Jeremy Barham is Emeritus Professor of Music at the University of Surrey, UK. He is a graduate of the University of Durham, and his research broadly concerns the meaning and cultural history of music, the nature of interdisciplinarity, and music’s relation to critical theory. These themes are pursued within three primary areas of interest: Gustav Mahler and early modernism; screen music; and jazz.

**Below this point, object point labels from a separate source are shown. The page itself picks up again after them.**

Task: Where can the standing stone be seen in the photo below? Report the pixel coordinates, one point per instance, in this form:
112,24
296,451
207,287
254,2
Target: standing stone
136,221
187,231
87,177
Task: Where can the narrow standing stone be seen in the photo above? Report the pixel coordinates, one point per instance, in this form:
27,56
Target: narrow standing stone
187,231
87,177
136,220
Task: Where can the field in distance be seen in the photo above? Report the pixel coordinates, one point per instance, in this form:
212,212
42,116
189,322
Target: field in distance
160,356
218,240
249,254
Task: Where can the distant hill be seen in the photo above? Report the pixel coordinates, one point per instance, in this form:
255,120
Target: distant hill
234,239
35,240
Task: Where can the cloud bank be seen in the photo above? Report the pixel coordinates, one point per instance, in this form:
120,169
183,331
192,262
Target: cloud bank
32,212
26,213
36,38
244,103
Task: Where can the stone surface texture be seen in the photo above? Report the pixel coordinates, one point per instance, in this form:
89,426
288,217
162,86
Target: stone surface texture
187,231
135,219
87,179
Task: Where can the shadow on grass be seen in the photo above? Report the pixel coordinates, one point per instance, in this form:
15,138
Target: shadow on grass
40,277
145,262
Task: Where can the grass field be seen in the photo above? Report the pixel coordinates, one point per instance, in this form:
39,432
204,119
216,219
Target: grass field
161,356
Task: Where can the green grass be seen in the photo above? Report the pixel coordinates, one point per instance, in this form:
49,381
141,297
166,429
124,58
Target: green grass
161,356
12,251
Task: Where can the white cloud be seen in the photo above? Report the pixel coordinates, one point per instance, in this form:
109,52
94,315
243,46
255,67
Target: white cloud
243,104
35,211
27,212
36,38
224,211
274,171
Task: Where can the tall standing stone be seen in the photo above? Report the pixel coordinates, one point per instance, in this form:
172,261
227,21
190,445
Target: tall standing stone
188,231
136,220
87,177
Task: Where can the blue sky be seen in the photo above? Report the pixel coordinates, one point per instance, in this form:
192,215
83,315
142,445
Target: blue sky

With Mahler he focuses on the composer’s cultural engagement and the ways in which this can be articulated musicologically and analytically. He is editor of, and contributor to, Perspectives on Gustav Mahler (2005), The Cambridge Companion to Mahler (2007), and Rethinking Mahler (2017, Oxford University Press) – a volume developed from the Mahler Centenary Conference, ‘Mahler: Contemporary of the Past?’, which he convened at Surrey in 2011. He is guest editor and contributor for two journal issues devoted to Mahler: 19th-Century Music, ‘Mahler, Sex, and Gender’ (2024) and Nineteenth-Century Music Review, ‘Mahler: Centenary Commentaries on Musical Meaning’ (2011) in which his own contribution addresses the semantic (re-)programming of Mahler’s music through the agency of film. He has also written on Mahler’s political, philosophical, and literary contexts in Naturlauf: Essays in Honour of Henry-Louis de La Grange at His Ninetieth Birthday (2016), the Stephen Hefling Festschrift volume of Nineteenth-Century Music Review (2018), and Mahler in Context (Cambridge University Press, 2021). He is currently working on the monograph Post-Centenary Mahler: Revaluing Musical Meaning which analyses the composer’s output from socio-political, philosophical, literary, psychological, and theatrical perspectives; editing, with Yulia Kreinin of the Hebrew University of Jerusalem, a volume of Russian scholarship on Mahler, translated for the first time; and, with Alessandro Cecchi of the University of Pisa, producing a journal issue for Music, Sound, and the Moving Image on the use of Mahler’s music in film prior to Visconti’s famous Death in Venice.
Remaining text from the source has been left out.